Author's avatar By Expert commentator 07 Nov, 2016
Essential Essential topic

Marketing agencies need to learn from tech leaders

Having spent ten years spearheading one of the UK’s leading dot com companies to digital success, Dave Heath is now shaking up the agency landscape by taking dot com thinking into agency processes.

Dave believes all companies should behave like a dot com; and an agency’s role is to help clients take a dot com approach to gain competitive advantage, especially where technology is core to achieving business goals – arguably in 2016 this is almost every company.

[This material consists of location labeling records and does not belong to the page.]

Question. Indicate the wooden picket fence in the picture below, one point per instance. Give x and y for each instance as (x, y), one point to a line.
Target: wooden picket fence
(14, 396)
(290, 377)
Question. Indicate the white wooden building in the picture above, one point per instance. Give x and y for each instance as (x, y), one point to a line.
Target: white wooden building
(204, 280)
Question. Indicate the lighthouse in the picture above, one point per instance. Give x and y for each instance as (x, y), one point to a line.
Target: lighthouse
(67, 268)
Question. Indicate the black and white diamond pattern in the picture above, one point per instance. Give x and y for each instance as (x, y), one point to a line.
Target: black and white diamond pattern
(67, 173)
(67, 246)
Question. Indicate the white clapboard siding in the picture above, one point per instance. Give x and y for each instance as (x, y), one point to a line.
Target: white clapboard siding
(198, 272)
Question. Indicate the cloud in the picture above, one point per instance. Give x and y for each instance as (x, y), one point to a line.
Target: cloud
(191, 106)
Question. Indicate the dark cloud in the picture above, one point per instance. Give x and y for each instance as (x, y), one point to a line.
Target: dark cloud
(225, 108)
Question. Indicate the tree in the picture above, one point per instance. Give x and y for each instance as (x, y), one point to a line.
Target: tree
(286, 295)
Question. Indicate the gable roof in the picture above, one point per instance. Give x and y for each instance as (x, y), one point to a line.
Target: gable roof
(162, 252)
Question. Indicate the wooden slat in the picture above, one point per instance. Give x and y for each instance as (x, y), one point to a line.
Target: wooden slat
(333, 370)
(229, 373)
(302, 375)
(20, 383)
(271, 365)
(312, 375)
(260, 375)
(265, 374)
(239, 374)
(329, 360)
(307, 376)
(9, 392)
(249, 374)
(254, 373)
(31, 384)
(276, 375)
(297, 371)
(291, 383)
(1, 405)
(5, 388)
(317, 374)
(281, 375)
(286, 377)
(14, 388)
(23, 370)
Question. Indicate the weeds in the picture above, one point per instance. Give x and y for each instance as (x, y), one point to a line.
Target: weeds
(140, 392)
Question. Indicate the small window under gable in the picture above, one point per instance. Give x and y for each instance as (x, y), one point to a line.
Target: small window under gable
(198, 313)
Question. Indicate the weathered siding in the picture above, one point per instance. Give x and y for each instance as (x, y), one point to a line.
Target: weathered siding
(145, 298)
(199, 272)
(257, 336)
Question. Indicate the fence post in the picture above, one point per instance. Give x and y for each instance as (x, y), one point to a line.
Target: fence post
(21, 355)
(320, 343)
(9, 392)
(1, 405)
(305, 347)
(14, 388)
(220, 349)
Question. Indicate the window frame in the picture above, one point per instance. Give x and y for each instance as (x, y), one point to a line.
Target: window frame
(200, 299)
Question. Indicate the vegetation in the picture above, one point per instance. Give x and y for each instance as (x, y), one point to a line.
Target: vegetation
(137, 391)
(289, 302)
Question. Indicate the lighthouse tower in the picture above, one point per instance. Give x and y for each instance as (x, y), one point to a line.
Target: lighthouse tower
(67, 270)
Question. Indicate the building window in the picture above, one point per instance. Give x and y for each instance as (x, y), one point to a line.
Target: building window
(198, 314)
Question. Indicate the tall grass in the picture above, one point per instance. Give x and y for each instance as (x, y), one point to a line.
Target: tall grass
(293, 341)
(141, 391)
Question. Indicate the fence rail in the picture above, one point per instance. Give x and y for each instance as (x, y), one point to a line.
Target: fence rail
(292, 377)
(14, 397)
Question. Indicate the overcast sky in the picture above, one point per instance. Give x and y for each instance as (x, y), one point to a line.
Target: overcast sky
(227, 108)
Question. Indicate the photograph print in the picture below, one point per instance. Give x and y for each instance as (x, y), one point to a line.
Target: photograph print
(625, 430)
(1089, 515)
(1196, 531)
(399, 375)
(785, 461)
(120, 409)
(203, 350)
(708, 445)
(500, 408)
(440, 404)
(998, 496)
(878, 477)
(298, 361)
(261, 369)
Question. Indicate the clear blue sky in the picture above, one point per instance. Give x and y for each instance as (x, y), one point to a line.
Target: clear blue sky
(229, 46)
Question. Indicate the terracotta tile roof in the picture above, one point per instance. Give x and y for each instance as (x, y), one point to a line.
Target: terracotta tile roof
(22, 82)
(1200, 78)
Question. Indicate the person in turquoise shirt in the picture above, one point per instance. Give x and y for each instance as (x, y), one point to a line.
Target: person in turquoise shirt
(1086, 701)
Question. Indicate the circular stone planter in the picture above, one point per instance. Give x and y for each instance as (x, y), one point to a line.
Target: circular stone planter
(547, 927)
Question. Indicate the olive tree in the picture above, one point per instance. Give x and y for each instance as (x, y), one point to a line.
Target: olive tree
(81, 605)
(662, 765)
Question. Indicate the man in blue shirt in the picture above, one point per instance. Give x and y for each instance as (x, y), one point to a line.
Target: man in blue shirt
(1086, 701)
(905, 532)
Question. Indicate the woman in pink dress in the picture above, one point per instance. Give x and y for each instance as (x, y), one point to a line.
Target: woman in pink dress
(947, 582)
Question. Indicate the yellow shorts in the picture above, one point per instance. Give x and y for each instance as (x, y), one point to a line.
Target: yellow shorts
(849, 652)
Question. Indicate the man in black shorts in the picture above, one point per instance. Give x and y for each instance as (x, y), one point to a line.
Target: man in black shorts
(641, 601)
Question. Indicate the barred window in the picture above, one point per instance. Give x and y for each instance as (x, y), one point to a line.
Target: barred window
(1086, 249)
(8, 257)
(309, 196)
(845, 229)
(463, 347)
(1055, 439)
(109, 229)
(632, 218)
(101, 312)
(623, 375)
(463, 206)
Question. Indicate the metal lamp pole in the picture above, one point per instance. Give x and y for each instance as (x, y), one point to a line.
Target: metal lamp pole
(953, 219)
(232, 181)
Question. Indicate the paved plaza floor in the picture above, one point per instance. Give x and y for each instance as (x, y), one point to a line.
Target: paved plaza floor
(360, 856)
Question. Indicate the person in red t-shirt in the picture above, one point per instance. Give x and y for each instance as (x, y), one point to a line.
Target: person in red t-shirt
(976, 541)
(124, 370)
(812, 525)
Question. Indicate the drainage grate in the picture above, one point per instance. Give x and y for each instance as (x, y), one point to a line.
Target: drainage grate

Some of the largest dot com companies are undoubtedly leading the field in digital innovation, delivering huge profits as a result. 
Dot coms tend to act differently to multi-channel businesses that have added digital on to more traditional ‘offline’ routes to market. This became more apparent when I came agency-side a year ago.

Years ago dot coms’ recognised that their consumer world starting to change faster than they could react to, this drove them to internally re-align their people, process and technology to enable them to be as reactive to this faster consumer change. A by-product of this thinking and doing also drives innovation. Empowered teams had to be able to challenge many constraints – from red tape process and monolithic architectures that impacted each team to be able to change direction as fast as possible, with the least amount of disruption and waste.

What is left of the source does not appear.